Масштабы преобразований подавили Берана, но сомнения его не рассеялись. Палафокс молчал, давая ему возможность собраться с мыслями.
— Ведь паониты никогда не были ни воинами, ни инженерами, как Бустамонте собирается обучить их всему этому? — наконец произнес Беран.
— Ты забываешь, что советником Бустамонте являюсь я, — сухо ответил Палафокс.

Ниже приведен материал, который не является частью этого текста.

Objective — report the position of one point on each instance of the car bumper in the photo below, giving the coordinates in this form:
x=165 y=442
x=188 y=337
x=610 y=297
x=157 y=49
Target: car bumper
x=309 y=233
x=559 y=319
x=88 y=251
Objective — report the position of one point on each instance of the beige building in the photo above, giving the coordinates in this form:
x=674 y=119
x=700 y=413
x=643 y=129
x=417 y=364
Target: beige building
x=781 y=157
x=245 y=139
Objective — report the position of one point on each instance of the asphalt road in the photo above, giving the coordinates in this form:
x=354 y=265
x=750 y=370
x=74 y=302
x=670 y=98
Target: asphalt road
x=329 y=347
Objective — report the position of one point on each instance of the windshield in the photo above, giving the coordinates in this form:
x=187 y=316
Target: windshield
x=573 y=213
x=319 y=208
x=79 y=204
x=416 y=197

Берана охватило неприятное ощущение — он понял, что между Палафоксом и Бустамонте существует какой-то сговор. Беран отогнал от себя эти мысли и спросил:
— А обязательно было перемещать все население с этих территорий?
— Да, это совершенно необходимо. Территория должна быть полностью очищена от всего, что может напомнить о прежнем языке и образе жизни.
Беран помнил, что перемещения таких масштабов для Пао в общем-то обычны. Поэтому объяснения Палафокса его вполне удовлетворили.
— А люди из этих специальных групп останутся паонитами?
— А как же иначе? — удивленно спросил Палафокс. — Ведь они паониты по крови, и по рождению, и по воспитанию.
Беран хотел еще что-нибудь узнать, но в замешательстве не мог найти слов, чтобы выразить свои эмоции и переживания.
Тем временем Палафокс, решив, что сообщил достаточно, заговорил о другом:
— Теперь расскажи мне, что у тебя с учебой в Институте?
— Все идет хорошо. Я завершил четвертую курсовую работу, а мое последнее эссе на вольную тему заинтересовало ректора.
— И какова его тема?
— Исследование семантики паонитского ключевого слова «настоящее» в характерном для Брейкнесса образе мышления.